Tata cara pendistribusian zakat fitrah oleh imam masjid yaitu dengan membagi rata zakat fitrah berupa beras kepada setiap mustahik. Untuk zakat fitrah berupa beras, setiap mutahik diberi lima liter per kepala keluarga. Imam masjid dan pegawai syara’ bersama-sama membungkus dalam kantong plastik zakat fitrah yang akan diserahkan kepada mustahik dengan jumlah takaran yang sama. Setelah itu, imam masjid dan pegawai syara’mendistribusikan zakat fitrah ini ke rumah mustahik dengan bantuan anak-anak sekolah. Jadi bukanlah mustahik ini yang diminta datang ke masjid untuk mengambil jatah zakat fitrahnya. Anak-anak sekolah inilah yang nantinya akan membawa zakat fitrah ini ke rumah mustahik yang terdata. Jadi bukan imam masjid dan pegawai syara’ yang langsung mendistribusikan zakat fitrah ke rumah-rumah mustahik dan bukan pula mustahik ini yang dimohon datang ke masjid untuk mengambil jatah zakat fitrahnya.
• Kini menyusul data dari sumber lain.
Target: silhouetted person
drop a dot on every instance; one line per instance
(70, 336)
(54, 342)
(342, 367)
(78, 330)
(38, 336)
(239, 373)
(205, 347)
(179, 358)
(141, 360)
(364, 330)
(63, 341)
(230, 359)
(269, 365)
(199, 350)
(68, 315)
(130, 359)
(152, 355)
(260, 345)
Adapun zakat fitrah yang terkumpul berupa uang, seluruhnya dibagi rata pada antara imam masjid dengan pegawai syara’. Jadi bagi pegawai syara’ yang telah menerima distribusi langsung zakat fitrah dari masyarakat di rumanya, masih juga mendapat jatah distribusi zakat fitrah berupa uang yang terkumpul di masjid tempat dia sebagai pegawai syara’. Hal ini karena mereka ikut membantu pengelolaan zakat fitrah di masjid dan merasa bahwa uang itu adalah uang kesejahteraan mereka.
1.    Masjid Nurul Ilmi di Lingkungan Callaccu.
Untuk takaran jatah zakat fitrah bagi setiap mustahik, pengelola mengikuti aturan bahwa pendistribusian zakat fitrah kepada mustahik tergantung dari tingkat kebutuhan dan kondisi ekonomi mustahik tersebut. Takaran zakat fitrah berupa beras biasanya didistribusika mulai dari lima liter, tujuh liter hingga sepuluh liter per kepala keluarga. Untuk pendistribusian zakat fitrah yang berupa uang, dibagikan sebanyak Rp 50.000 per kepala keluarga.
Jika masyarakat tidak terlambat membayar zakat fitrahnya di masjid, maka pengelola zakat fitrah akan mendistri-busikannya kepada mustahik yang telah terdata satu hari sebelum hari raya idul fitri. Namun jika ada mustahik yang baru diketahui setelah salat idul fitri bahwa dia belum mendapat pembagian zakat fitrah dari masjid, maka zakat fitrah itu baru didistribusikan kepada mereka setelah salat idul fitri. Namun jika tidak ada kendala seperti di atas, pengelola zakat fitrah mengupayakan pendistribusian kepada masyarakat dapat selesai sebelum hari raya idul fitri.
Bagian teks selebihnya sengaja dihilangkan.